Właśnie widzę, że zejdzie. Myć siebie ani Gajki nie mam zupełnie ochoty. Jest chłodno, zerwał się wiatr, a podciągnięta ze strumienia woda jest lodowata. Mimo tego kobiety jedna za drugą, włażą pod zimną wodę i zręcznie manewrując sarongiem, myją całe ciało. (sarong – wielofunkcyjny materiał, można zamotać go na biodrach jako spódnicę, użyć jako nakrycie w chłodny dzień, przykryć się nim w nocy -> noszony zarówno przez kobiety, jak i mężczyzn -> spójrz tu)

Wzdycham w duchu.

Nie przepadam za tym elementem muzułmańskiej kultury, nakazem wiecznego okrywania swojego ciała oraz wszczepionym wstydem, który nie pozwala rozebrać sie nawet kobiecie przed kobietą. Choć z drugiej strony nasuwają mi się obrazy z naszych polskich basenów. Czy dziewczyny kąpią sie pod prysznicami nago? Czy potem przebierają się bez skrępowania, stojąc przy szafkach? No nie, w większości myją sie przecież w strojach kąpielowych, a potem zmykają do przebieralni, by tam w intymnym zaciszu założyć suche ubranie.

– Mamo, mogę wziąść prysznic? – z rozmyślań wybił mnie głosik Gai

– Nie córeczko, za zimno jest. – zdecydowałam – ale chodz, pomożemy Juni.

Zaczęłyśmy więc pracę łańcuchową. Juni i Gaja prały, a ja płukałam. Przerobienie całej sterty rzeczy przywiezionej z domu zabrało nam 45 minut. Pod koniec nie czułam już rąk. Podobnie zresztą Juni.

– Mówię Ci Asia, nieznoszę prać!.. – zwierzała się, gdy odpoczywałyśmy na brzegu ocembrowanej niecki – Robię to raz w tygodniu, dlatego taka sterta sie zbiera. Powinnam częściej, ale ja tego serdecznie nienawidzę. Marzę o pralce, ale droga jest ogromnie. Poza tym w domu wody nie ma. A facet – jak to facet, jedna plamka na spodniach i już do prania.
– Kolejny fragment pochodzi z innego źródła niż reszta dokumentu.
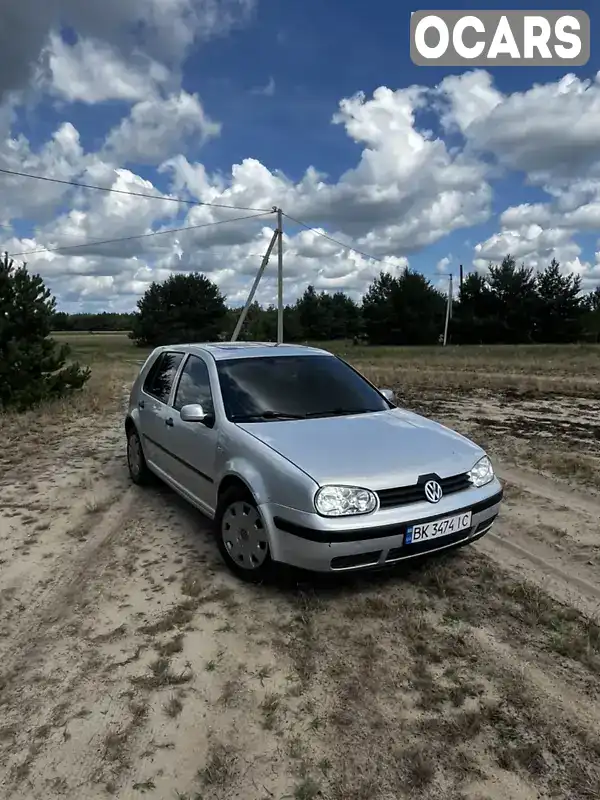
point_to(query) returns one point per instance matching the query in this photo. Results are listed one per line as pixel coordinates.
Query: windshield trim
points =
(222, 366)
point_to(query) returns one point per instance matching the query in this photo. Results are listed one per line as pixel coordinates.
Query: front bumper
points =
(315, 543)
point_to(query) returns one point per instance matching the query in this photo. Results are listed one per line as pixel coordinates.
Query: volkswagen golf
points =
(298, 459)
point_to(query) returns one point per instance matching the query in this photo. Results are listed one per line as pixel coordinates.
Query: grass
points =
(173, 707)
(221, 768)
(160, 675)
(269, 708)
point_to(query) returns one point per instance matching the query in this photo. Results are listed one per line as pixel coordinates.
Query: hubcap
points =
(244, 535)
(134, 454)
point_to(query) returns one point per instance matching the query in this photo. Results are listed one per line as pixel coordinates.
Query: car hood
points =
(377, 451)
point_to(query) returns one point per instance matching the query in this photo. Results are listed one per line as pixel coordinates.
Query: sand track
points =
(133, 665)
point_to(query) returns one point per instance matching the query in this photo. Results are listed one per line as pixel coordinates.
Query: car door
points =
(194, 443)
(154, 408)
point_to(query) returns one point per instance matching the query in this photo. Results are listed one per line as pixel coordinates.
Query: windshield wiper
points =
(265, 415)
(342, 412)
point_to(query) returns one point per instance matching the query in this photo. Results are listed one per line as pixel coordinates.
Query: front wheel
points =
(138, 469)
(242, 537)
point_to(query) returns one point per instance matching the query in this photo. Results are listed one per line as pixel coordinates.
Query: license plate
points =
(437, 529)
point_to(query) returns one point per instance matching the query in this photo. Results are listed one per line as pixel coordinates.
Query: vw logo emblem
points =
(433, 491)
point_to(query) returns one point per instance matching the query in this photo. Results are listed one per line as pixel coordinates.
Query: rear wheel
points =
(138, 469)
(242, 537)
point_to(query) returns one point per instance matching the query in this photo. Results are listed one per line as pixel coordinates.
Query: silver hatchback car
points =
(300, 460)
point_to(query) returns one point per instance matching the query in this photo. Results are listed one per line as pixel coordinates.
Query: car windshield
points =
(294, 387)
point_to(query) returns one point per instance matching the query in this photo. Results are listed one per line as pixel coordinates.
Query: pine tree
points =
(33, 367)
(184, 308)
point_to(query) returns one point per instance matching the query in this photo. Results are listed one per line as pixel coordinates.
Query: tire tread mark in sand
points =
(586, 589)
(555, 491)
(37, 622)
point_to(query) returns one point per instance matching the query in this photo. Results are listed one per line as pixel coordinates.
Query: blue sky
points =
(310, 55)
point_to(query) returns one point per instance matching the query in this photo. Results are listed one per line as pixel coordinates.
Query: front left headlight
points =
(482, 473)
(344, 501)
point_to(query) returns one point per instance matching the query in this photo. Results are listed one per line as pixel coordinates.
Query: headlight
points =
(343, 501)
(482, 473)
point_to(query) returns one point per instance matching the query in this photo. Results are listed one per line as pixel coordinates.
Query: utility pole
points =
(280, 278)
(259, 275)
(448, 310)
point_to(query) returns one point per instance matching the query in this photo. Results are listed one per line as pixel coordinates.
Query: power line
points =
(132, 238)
(341, 244)
(110, 190)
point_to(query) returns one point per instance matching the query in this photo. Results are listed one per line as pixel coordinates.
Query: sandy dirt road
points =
(133, 665)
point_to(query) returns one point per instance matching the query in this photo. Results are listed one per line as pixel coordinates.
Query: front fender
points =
(270, 477)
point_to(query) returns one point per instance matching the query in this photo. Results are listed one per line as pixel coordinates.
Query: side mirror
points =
(193, 413)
On jest niemożliwy, wypachniony, wyelegantowany wychodzi z domu, a ja jak maszyna – do obsługi! Normalnie dość czasem mam tego. U was też tak kobiety pracują? A on mi jeszcze potrafi powiedzieć, że w domu tylko w domu siedzę! A jedzenie skąd się bierze, z nieba spada? Na targ trzeba iść, kupić wszystko poplanować, umyć, obrać i ugotować. Po drewno do dżungli codziennie chodzić muszę, bo gaz drogi! Wody nanieść, bo przecież w domu nie ma! A pozmywa się samo? Posprzata? Podłoga się pozmiata? A dziecko? Przecież jeszcze nim muszę się zajmować, przytulić, uśpić, pieluchy zmienić! A ten wychodzi raniutko świeżutki, czyściutki, a potem wraca wieczor i mowi, że tylko siedzę i nic nie robię. I oczywiscie seksu się domaga, a ja tylko marzę, żeby zrobił swoje i dał mi wreszcie spokoj, bo ja tylko spać chcę. A jeszcze sklepik przecież prowadzę, mało z niego dochodu, ale zawsze coś wpadnie. Jestem tak zacharowana, że ledwo żyję. U Was też tak jest Asia, w Polsce? Dobra, kochana, zbierajmy się. Trzeba zacząć gotować kolacje.

 

common bathroom sumatra indonesia

Do i ze wspólnych łazienek kobiety codziennie dźwigają ciężary. Pintu Jae, Sumatra, Indonezja

 

Gdy wracamy do domu, dźwięczy mi w uszach to pytanie.

Czy u nas też tak jest?

I powstaje zaraz następne: Czy tu tak musi być?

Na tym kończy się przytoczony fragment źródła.